June 24, 1938. It was on this date, about 81 years ago, that the United States established its first federally-mandated hourly minimum wage at 25¢ per hour. At the time, the law affected only about one-fifth of the U.S. workforce, but the legislation was so controversial that President Roosevelt addressed the nation saying, “Do not let any calamity-howling executive with an income of $1,000 per day … tell you … that a wage of $11 per week is going to have a disastrous effect on all American industry.”
So, with this legislation we trace not only the history of the first minimum wage, but also the controversy and contention that continues. For perspective, had the minimum wage in 1938 simply been maintained at a rate of current value, the 25¢ per hour wage would be $4.36 today, just enough to buy one gallon of gas, but not enough to buy a gallon of milk on Guam. What constitutes “enough” frames many public conversations about just what is enough and how it is provided.
A simple value update of the 25¢ to $4.36 however, did not keep pace with U.S. economic productivity and labor market realities. In 2009, the federal minimum wage was reset to $7.25. By 2016, 28 states and Guam had enacted legislation to increase the minimum hourly wage above the U.S. federal standard of $7.25. These states have high economic productivity and are generally seen as prosperous, with high costs of living and high demand for workers. Some large cities, such as Seattle, are looking to exceed even its state’s minimum wage. We are seeing that minimum wage today is becoming more of a local discussion than a national one as communities grapple with how to secure a wage floor to protect workers from economic disadvantage. These discussions bring in to view interesting arguments.
Of all the arguments for and against a minimum wage, a 2015 Federal Reserve study finds only two hold as significant — minimum wage harms employment prospects for low-skilled workers and a minimum wage does not alleviate poverty. All other arguments are inconclusive. The Federal Reserve’s review should help cut through the tired debate that pits one side against another on the matter of a minimum wage increase. Another is data.

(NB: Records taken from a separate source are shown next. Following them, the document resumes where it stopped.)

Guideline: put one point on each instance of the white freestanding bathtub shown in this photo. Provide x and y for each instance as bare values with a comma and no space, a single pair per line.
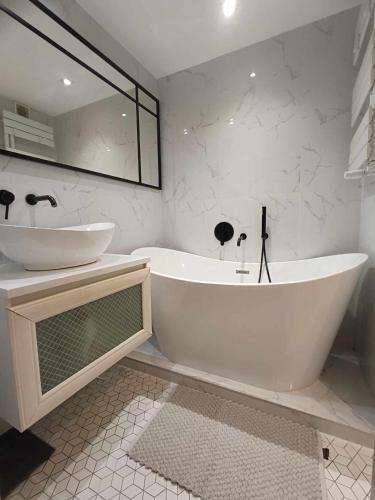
275,336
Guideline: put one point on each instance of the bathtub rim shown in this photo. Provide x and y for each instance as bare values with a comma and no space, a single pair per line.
364,258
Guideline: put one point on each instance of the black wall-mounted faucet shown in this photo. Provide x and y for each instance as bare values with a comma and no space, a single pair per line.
6,199
242,237
32,199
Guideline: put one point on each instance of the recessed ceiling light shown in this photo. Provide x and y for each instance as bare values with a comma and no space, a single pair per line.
229,7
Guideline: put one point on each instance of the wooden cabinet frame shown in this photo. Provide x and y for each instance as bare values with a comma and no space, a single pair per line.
22,319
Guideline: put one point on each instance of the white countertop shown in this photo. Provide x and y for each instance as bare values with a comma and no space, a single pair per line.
15,281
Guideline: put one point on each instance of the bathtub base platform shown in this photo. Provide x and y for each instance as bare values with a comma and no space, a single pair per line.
316,405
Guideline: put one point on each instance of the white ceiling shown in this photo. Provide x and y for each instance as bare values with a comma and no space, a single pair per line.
167,36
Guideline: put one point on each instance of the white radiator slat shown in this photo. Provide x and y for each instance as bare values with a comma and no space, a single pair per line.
359,143
24,128
364,17
27,121
364,81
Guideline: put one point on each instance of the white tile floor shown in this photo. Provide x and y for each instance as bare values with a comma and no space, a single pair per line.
93,430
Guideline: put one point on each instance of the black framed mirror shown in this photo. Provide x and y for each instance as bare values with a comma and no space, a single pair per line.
64,103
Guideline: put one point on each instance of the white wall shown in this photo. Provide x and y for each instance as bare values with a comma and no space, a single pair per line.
81,197
287,148
367,299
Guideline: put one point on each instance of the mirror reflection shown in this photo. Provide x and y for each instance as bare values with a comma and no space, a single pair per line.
55,109
149,147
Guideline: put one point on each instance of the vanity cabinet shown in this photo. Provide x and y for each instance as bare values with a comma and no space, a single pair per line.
59,342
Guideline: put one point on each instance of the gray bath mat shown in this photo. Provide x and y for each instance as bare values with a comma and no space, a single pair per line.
220,450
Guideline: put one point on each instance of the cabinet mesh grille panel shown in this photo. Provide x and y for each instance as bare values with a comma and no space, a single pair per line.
72,340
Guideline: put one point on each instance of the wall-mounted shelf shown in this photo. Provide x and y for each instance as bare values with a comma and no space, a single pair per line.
16,126
359,173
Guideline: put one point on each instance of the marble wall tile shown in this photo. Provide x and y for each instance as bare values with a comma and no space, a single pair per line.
366,303
83,198
232,144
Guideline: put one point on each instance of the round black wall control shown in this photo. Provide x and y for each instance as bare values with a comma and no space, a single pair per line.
224,232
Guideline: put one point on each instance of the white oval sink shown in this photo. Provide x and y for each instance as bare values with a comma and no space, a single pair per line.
42,249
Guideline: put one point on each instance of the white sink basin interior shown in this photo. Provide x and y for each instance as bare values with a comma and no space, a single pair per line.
42,249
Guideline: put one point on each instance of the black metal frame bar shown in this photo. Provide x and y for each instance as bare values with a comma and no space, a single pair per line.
137,85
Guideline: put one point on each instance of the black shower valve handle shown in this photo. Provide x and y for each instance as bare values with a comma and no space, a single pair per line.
6,199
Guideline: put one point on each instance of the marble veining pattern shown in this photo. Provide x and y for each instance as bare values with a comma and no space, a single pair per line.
93,430
232,144
83,198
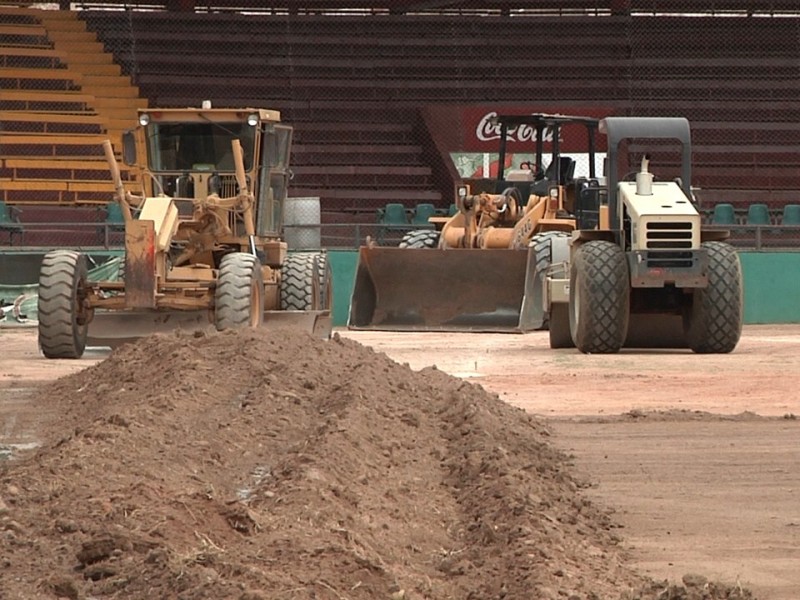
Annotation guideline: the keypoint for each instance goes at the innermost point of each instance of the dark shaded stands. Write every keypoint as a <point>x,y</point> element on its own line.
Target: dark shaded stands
<point>353,85</point>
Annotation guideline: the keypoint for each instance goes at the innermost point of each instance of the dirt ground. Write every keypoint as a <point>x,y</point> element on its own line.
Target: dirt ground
<point>311,469</point>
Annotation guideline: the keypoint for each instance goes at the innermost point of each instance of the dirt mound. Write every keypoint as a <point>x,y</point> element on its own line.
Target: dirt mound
<point>257,465</point>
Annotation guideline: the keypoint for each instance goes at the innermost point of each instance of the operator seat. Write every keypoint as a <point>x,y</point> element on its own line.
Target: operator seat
<point>565,176</point>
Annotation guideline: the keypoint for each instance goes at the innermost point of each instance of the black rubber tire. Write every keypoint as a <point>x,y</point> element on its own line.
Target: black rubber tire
<point>599,298</point>
<point>560,336</point>
<point>63,324</point>
<point>239,297</point>
<point>542,244</point>
<point>714,322</point>
<point>420,238</point>
<point>306,282</point>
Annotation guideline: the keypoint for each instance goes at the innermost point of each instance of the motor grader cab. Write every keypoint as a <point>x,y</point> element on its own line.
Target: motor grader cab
<point>649,275</point>
<point>484,269</point>
<point>202,242</point>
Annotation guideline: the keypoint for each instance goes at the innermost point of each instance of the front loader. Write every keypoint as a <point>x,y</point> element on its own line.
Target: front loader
<point>483,268</point>
<point>648,275</point>
<point>203,241</point>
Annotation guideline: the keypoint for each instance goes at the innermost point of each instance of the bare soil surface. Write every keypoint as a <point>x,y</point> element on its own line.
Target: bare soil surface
<point>280,466</point>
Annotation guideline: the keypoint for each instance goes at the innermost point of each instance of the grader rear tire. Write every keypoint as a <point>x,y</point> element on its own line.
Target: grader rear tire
<point>714,323</point>
<point>560,336</point>
<point>599,298</point>
<point>62,322</point>
<point>306,282</point>
<point>420,238</point>
<point>239,297</point>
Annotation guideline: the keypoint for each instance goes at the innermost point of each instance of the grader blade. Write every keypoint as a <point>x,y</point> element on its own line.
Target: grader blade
<point>403,289</point>
<point>114,328</point>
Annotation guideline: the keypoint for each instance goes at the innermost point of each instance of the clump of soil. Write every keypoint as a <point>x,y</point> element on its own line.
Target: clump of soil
<point>263,465</point>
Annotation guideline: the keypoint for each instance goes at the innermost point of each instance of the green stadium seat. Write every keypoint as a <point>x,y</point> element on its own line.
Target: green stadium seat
<point>723,214</point>
<point>758,214</point>
<point>422,213</point>
<point>393,214</point>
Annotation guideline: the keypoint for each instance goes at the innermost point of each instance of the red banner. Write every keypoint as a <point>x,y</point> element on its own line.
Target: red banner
<point>469,128</point>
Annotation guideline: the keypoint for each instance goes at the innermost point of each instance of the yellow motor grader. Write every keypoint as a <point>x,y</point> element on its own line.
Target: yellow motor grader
<point>483,269</point>
<point>203,241</point>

Data on employment is regularly monitored at the federal, state and local levels. These data points are viewed as key indicators of economic performance and outlook. Guam’s May 2018 Occupation and Employment Survey shows the average wage on Guam is $13 per hour. In looking through the list of Guam’s wage categories you would be hard-pressed to find one with an average hourly wage below $9 (food service workers hourly rate is $8.86 without tips). Childcare workers are paid on average $9.05 per hour, the lowest paid salaried workers in the survey. From the survey of about 60,000 Guam workers, almost none earn a wage below $8.75. Of course, the survey does not include everyone, but the argument that a minimum wage increase is wildly inflationary does not have evidence in our own current data. The 2016 retrospective study of Guam’s minimum wage increase showed no significant effects on employment and inflation at that time. Whether this condition continues and whether an increase to $9.25 is a reasonable wage floor depends on Guam’s overall economic outlook. Right now, this target minimum wage appears not to interfere with market-based wage rates established by most Guam businesses.
At my recent presentation on this subject — a session hosted by the Regional Center for Public Policy — I stated that I am experiencing a bit of minimum wage fatigue. From reading the first part of this article you can probably see why. For all of the attention and acrimony that minimum wage commands, is it worth it?
I have come to believe that this is an aging conversation that will soon be out of date. I suggest that we change the subject to better understand middle income families. While perhaps not perfect, we have in place support for low income families. The question is: how does our economy sustain the middle, and how do we as a community grow prosperity from employment and investment?
At this season of graduation, I applaud as my students leave the university and enter the workforce. Will they find jobs here? For a final paper, I asked them to conduct a cost-benefit analysis on a subject of interest to them personally. The overwhelming theme of these papers was: should I stay, or should I go? It was all about employment and whether Guam would be able to provide an income level to establish their own independence and grow the next generation of wealth.
From working with these students, I have another perspective that leads me to redirect the conversation away from minimum wage. In fact, it may not be about wage at all. For this next generation of workers, listen to how they define work and reward. They don’t aspire to work 9 to 5 Monday through Friday and to have two weeks off per year. They don’t aspire to work in a space that others define for them. And important to this discussion, they don’t think of compensation in terms of an hourly wage.
This generation works differently. They may even prefer part time projects with a defined end point. This group appears to parse work by project and productivity. They expect to be paid by the level of contribution, and once done, to aspire to “level up” to other projects with greater returns. These new workers have been prepared by the games they play, the rewards they receive and the ways they communicate — fast, fluid and flexible. They are prepared differently and have new expectations about time, work and money.
This new workforce may change forever the concept of an hourly wage and in its place redefine compensation and opportunity in terms of productivity. After 81 years and with an industrial economy in the rearview, it’s more than time.